Grab your pruning shears. Or is it hand pruners? Actually, several names refer to the same tool. There is no difference between pruning shears and hand pruners. However, we sometimes use those names to refer to multiple different tools, which is where the confusion comes in.
When discussing pruning shears, the term typically refers to small cutting tools designed to operate with one hand. The terms pruning shears and hand pruners are used interchangeably. Hand-held pruning shears are best suited for cutting woody or semi-woody stems and branches less than ¾ an inch in diameter. If you read British gardening articles, you’ll likely see them referred to as secateurs—the same tool, just a different name.
While the term pruning shears is fairly general, we can get more specific and drill down into tools meant for specialized jobs. A good set of pruning shears is a generalist tool, while snips, loppers, and hedge shears are more specialized.
Types of Pruning Tools
All loppers are pruners, but not all pruners are loppers. Snips function best in a different cutting role. But we often use the terms interchangeably. It can be frustrating to keep it all sorted, but learning the names of the various garden and shrub-cutting tools will help you remember how to choose the right one for the job and minimize confusion.
Choose the tool by what needs to be cut. If it’s green, thin, and soft, use snips. For pencil and pinkie-finger-sized material, use hand pruners. If it’s larger than your thumb, go back to the garden shed and grab the loppers or a pruning saw.
Loppers
Loppers are the big, two-handed pruners. They’re heavy-duty tools, often with handles two feet long to provide more leverage. Use them when you need to “lop off” a big branch. Lopping pruners are best suited for material ½ inch or larger in diameter.
Snips
Snips are at the opposite end from loppers. A pair of snips is similar to a pair of scissors but with shorter blades and are light-duty tools. They usually have two straight blades and are built to provide a clean cut on live, soft, green tissue like flower stems or tomato branches. You may see them called florist snips, flower scissors, or harvesting snips.
Pruners
Hand pruners do everything in the middle. They are operated with one hand, and can be of many styles. Typically used for woody stems, they can serve to trim a tomato or cut a few dahlias if they’re sharp. Pruning roses, cutting back raspberry canes, or light trimming on young trees are all perfect for hand pruners.
Anvil vs. Bypass Pruning Shears
When shopping for pruning shears, you may notice some are referred to as bypass pruners and some as anvil pruners. Which should you choose? The answer depends on what you are likely to be cutting.
An important distinction in pruners, whether hand pruners or loppers, is their action method, i.e., how do they cut? Two categories of blade action are found: anvil and bypass. Choosing the wrong one will frustrate you with poorly edged cuts or a damaged tool.
Anvil Pruners
An anvil blade arrangement has one sharpened blade that comes to meet the backstop or anvil at a 90-degree angle. Your kitchen chef knife pushing through a carrot until it hits the cutting board is an example of anvil-type cutting action. The anvil is usually a softer metal like brass (or sometimes hard plastic) to avoid excessive dulling of the harder sharpened steel blade.

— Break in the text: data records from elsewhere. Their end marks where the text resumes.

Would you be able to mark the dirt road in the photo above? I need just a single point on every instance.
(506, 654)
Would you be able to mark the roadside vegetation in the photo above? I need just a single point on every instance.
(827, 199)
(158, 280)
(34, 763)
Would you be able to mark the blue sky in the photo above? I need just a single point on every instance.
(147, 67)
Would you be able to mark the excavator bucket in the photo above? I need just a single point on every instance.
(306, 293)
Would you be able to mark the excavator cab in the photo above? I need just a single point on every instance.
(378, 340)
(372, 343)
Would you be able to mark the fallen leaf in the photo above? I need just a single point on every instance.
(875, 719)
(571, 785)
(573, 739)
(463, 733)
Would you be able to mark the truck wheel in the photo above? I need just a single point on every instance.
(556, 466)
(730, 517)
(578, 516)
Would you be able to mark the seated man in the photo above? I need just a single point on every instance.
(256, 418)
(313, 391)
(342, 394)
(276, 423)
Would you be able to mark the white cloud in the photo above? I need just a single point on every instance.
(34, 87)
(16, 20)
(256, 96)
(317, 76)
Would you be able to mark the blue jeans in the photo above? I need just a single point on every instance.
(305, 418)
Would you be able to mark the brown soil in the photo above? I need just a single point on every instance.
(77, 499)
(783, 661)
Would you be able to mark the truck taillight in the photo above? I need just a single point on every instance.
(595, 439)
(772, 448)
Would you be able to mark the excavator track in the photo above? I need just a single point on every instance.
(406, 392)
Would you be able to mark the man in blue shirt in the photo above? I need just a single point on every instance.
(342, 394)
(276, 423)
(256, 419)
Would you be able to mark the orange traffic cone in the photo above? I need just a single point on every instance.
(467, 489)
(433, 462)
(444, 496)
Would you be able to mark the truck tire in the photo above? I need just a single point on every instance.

While it might seem that anvil pruners would make a sharp cut like the carrot example, they do poorly on smaller green stems and often crush plant tissue more than they cut. Anvil pruners shine when pruning thicker dead wood. Dead woody material is hard and can often give a pair of bypass pruners trouble.
Bypass Pruners
Bypass pruners use one sharpened blade that slides past a heavier (not sharpened) opposing blade. A sharp set of bypass pruners can make very clean cuts on even soft green wood when properly adjusted. They’re also suitable for small dead stems, but very hard wood or larger dead branches can cause the blade to misalign with the back edge, causing a gap. Instead, grab the anvil pruners for those jobs.
If you only have room in your garden budget or tool bag for one type of hand pruner, choose good-quality bypass pruners. They’ll accomplish most tasks admirably, and a good set will last for many years.